Gibbes was elected a fellow of the Royal Society in 1796. He joined the Royal College of Physicians in 1803, and was made a fellow the year after; in 1817 he delivered the Harveian oration before the College. He practised at Bath, Somerset, where he was a prominent figure, and in 1804 he was elected physician to the Bath Hospital. Later he became physician extraordinary to Queen Charlotte, and in 1820 was knighted by George IV. He took part in municipal business at Bath, and was a member of the corporation until 1834.
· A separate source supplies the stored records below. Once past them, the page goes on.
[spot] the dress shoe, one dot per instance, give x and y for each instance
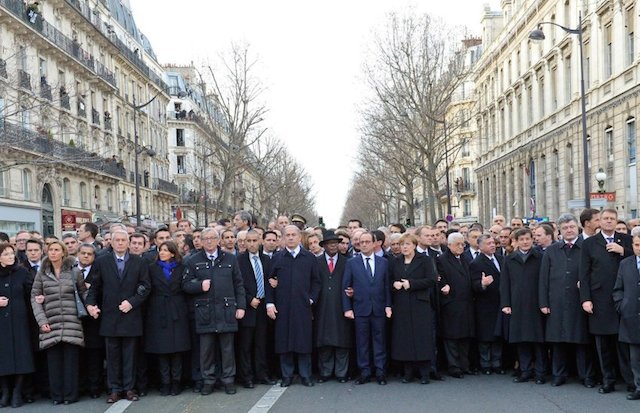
(456, 374)
(606, 388)
(113, 398)
(522, 379)
(207, 389)
(634, 396)
(362, 380)
(434, 375)
(286, 382)
(132, 396)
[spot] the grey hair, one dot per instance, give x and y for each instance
(454, 236)
(565, 218)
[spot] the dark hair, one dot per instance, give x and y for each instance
(264, 236)
(587, 215)
(399, 226)
(92, 228)
(172, 247)
(522, 232)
Gibbes in 1835 gave up practice and went to live at Cheltenham. He died at Sidmouth on 23 June 1851, aged 80.

==Works==
The main works published by Gibbes were the 1800 he published his Treatise on the Bath Waters (1800) with a second treatise (1803), and Pathological Inquiries, or an Attempt to Explain the Phenomena of Disease, Bath, 1818, a semi-popular if philosophical exposition of the principles of medicine. He wrote also:

- An essay in the Philosophical Transactions, 1794, on the conversion of muscle into a substance resembling spermaceti (pamphlet on same topic, Bath, 1796).
- A syllabus of a course of chemical lectures given at Bath, 1799.
- A Phlogistic Theory ingrafted upon M. Fourcroy's "Philosophy of Chemistry", pt. i., 1809, pp. 32, Bath.
- A address at the opening of the Bath Literary and Philosophical Institution, published 1825, pp. 15.
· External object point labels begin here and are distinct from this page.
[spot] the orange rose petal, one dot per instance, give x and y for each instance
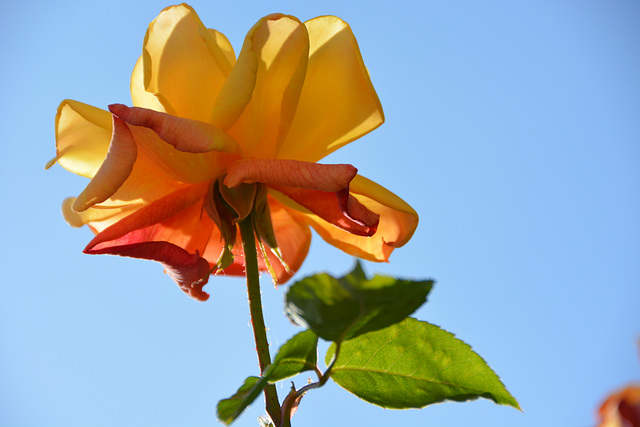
(338, 208)
(189, 271)
(293, 237)
(273, 63)
(291, 173)
(338, 103)
(153, 213)
(83, 133)
(115, 169)
(398, 221)
(190, 136)
(184, 65)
Gibbes was a fellow also of the Linnean Society, having communicated an account of the contents of a bone-cave on the north-west side of the Mendip Hills, one of the earliest explored bone-caves in England. To William Nicholson's Journal of Natural Philosophy he contributed a papers on the Bath waters and other chemical subject, and to Alexander Tilloch's Philosophical Magazine a "Description of the Diacatoptron".

==Family==
He was twice married, first to a daughter of Edward Sealey of Bridgwater, who died in 1822; and secondly, in 1826, to Marianne, daughter of Captain T. Chapman, 23rd regiment.